La Guinée a attiré 7,8 milliards de dollars d’investissements directs étrangers (IDE) en 2025, devenant le premier pays bénéficiaire en Afrique subsaharienne et le deuxième à l’échelle continentale, derrière l’Égypte (15,45 milliards de dollars). Ces données ont été publiées cette semaine par la Conférence des Nations unies sur le commerce et le développement (CNUCED) dans son Rapport mondial sur l’investissement 2026. Ce volume d’investissement représente une hausse de 457,14 % par rapport à l’année 2024, au cours de laquelle le pays avait enregistré 1,4 milliard de dollars d’IDE.
Selon la CNUCED, cette augmentation est justifiée par les apports financiers dans les grands projets miniers du pays, particulièrement les investissements continus dans la bauxite et le développement du projet de gisement de fer de Simandou, dont la phase d’exploitation a été lancée à la fin de l’année 2025. Une part majeure de ces 7,8 milliards de dollars a été directement allouée à la construction de la mine et des infrastructures d’exportation.
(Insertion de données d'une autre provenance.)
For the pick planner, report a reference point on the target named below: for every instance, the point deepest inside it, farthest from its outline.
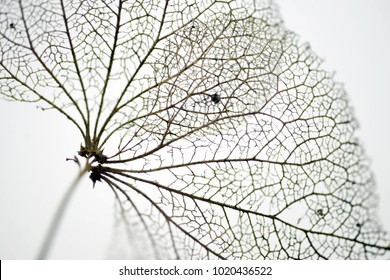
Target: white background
(351, 35)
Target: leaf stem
(59, 214)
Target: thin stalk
(59, 214)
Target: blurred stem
(59, 214)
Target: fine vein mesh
(224, 137)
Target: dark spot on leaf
(215, 98)
(320, 212)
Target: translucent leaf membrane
(224, 137)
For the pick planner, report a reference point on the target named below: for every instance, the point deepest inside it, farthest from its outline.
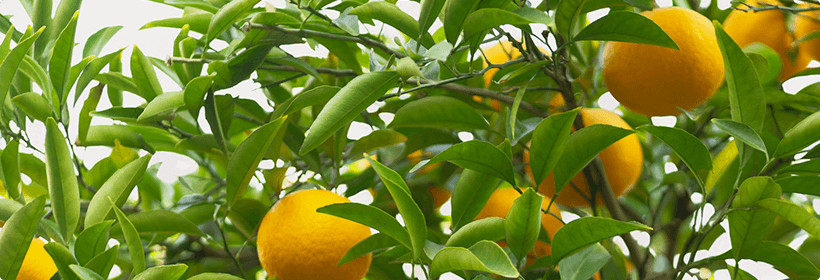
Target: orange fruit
(622, 162)
(655, 81)
(768, 28)
(295, 242)
(499, 205)
(804, 24)
(37, 265)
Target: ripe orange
(499, 205)
(622, 162)
(37, 265)
(804, 24)
(768, 28)
(655, 81)
(295, 242)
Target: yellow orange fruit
(768, 28)
(295, 242)
(37, 265)
(499, 205)
(655, 81)
(622, 162)
(804, 24)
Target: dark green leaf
(583, 264)
(410, 211)
(548, 141)
(524, 223)
(439, 112)
(799, 136)
(62, 183)
(352, 99)
(582, 232)
(16, 238)
(626, 27)
(583, 146)
(243, 162)
(485, 256)
(479, 156)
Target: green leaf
(168, 272)
(145, 78)
(62, 183)
(62, 258)
(794, 213)
(782, 257)
(117, 188)
(304, 99)
(484, 19)
(12, 62)
(439, 112)
(688, 147)
(227, 16)
(89, 105)
(391, 15)
(410, 211)
(455, 12)
(746, 99)
(749, 227)
(160, 221)
(370, 244)
(471, 193)
(162, 106)
(479, 156)
(104, 262)
(96, 42)
(548, 142)
(10, 173)
(626, 27)
(743, 133)
(524, 223)
(16, 238)
(565, 15)
(376, 139)
(132, 239)
(91, 242)
(429, 12)
(799, 136)
(346, 105)
(214, 276)
(85, 273)
(34, 105)
(244, 161)
(485, 256)
(583, 146)
(492, 228)
(582, 232)
(59, 66)
(194, 93)
(584, 264)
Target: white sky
(156, 42)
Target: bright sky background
(156, 42)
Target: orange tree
(446, 120)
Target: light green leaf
(583, 146)
(244, 161)
(62, 183)
(117, 188)
(485, 256)
(548, 141)
(582, 232)
(410, 211)
(351, 100)
(439, 112)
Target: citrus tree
(491, 108)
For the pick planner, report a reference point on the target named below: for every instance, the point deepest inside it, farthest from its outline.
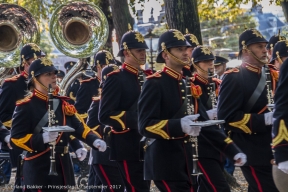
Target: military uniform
(118, 109)
(74, 87)
(26, 136)
(246, 123)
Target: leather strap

Avec ces résultats, la Guinée se positionne en Afrique de l’Ouest devant le Nigeria, qui a enregistré près de 4 milliards de dollars d’investissements portés par son secteur pétrolier et gazier (soit une hausse de 150 %), la Côte d’Ivoire (2 milliards de dollars) et le Ghana.
Les projections indiquent un maintien de ces flux d’investissements pour les années à venir, soutenus par la finalisation en cours du quai de Rio Tinto à Moribayah et l’augmentation des capacités de production des sociétés exploitant la bauxite.
Face à cette concentration de capitaux dans le secteur extractif, le gouvernement guinéen initie des démarches pour orienter les investissements vers la transformation locale, avec trois raffineries d’alumine actuellement en construction et deux autres à l’étude. Des projets de diversification sont également menés dans les secteurs de l’agriculture et de l’hydroélectricité, incluant un barrage en chantier et deux autres en phase de projet.